The project has been modified to ensure 80 percent of transport needs can be met by public transport with three new metro stations planned – Centro de Negocios , Fuencarral Sur and Fuencarral Norte – a new bus route and 15km of cycle lanes.
“We have put sustainability and sustainable mobility at the forefront,” explained Javier Herreros, one of the architects behind the project which also involves Ana Riaza, as well as Richard Rogers.
It will link two new housing developments with a “green corridor” and will see the redevelopment of Chamartin station, sinking the railyards beneath ground and covering it with a huge park to link the Plaza de Castilla with Avenida Burgos.
How much will it cost?
The budget for development is currently set at €7.3 billion but the plans estimate the project will boost the region’s economy by €18.3 billion, creating more than 240,000 new jobs.
Hasn’t this been talked about for years?
The project, first mooted in 1993, has been mired in political strife with subsequent city administrations battling to get it passed.
It was all set for approval on two occassions but was scuppered both times by events beyond the control of any council.
The first because of the terrorist attack on four commuters trains in March 2004 and the second in 2008 when the global financial crisis sparked Spain’s construction bubble to burst and threatened the economic viability of such a grand project.
Finally, after going through various reincarnations under different mayors and with a thorough reworking by the last City Hall administration under Manuela Carmena, the project was tabled once again and won approval in a unanimous vote on Monday uniting councillors from Mas Madrid, PP, Ciudadanos, PSOE and Vox.
It now has to pass approval by Madrid’s regional government as the project involves rezoning legislation.
How long will it take?
Construction work is scheduled to start in late 2020, and the entire project is estimated to take 24 years to complete.

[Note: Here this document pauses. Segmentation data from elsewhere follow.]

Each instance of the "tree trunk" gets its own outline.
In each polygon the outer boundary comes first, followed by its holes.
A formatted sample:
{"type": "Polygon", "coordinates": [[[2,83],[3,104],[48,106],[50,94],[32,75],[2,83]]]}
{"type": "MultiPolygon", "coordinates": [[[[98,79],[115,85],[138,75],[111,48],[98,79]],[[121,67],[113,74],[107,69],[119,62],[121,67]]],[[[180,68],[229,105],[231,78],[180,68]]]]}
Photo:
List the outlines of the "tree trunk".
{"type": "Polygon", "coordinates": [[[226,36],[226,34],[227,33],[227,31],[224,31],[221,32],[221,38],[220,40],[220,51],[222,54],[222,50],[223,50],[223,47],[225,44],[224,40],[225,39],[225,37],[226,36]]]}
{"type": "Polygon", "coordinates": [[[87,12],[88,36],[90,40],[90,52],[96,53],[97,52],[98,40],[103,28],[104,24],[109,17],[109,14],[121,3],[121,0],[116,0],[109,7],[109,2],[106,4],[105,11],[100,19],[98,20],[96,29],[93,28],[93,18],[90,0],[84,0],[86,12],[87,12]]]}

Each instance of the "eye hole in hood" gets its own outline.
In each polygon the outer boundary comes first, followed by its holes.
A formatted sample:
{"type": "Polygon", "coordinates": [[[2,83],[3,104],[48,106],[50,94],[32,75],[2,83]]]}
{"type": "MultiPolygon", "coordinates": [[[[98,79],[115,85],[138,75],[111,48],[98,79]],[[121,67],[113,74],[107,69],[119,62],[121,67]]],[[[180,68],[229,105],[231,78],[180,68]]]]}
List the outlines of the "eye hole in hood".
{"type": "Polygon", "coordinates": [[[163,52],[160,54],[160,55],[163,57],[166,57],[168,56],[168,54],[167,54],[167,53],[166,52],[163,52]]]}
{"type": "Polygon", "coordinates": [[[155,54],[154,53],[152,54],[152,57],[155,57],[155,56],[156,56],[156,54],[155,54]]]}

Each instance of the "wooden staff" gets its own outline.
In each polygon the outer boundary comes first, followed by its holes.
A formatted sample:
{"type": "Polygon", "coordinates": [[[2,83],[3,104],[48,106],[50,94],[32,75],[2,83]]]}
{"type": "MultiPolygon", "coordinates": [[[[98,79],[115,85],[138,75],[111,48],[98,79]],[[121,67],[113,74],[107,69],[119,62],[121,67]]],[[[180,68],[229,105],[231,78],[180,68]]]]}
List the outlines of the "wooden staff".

It will be built in three destinct phases beginning with the station redevelopement and followed by Centro de Negocios (Business Center), Las Tablas Oeste, slated for completion in 2033, and Malmea-San Roque-Tres Olivos, due to be finished in 2037.
The group behind the project is the developer Distrito Castellana Norte (DCN), which is controlled by the BBVA bank, which has a 75.5percent stake in the project and construction conglomerate Grupo San José, with 24.5 percent stake.
So, by 2044, barring any delays, the north of Madrid will have completely transformed and boast an entirely new skyline.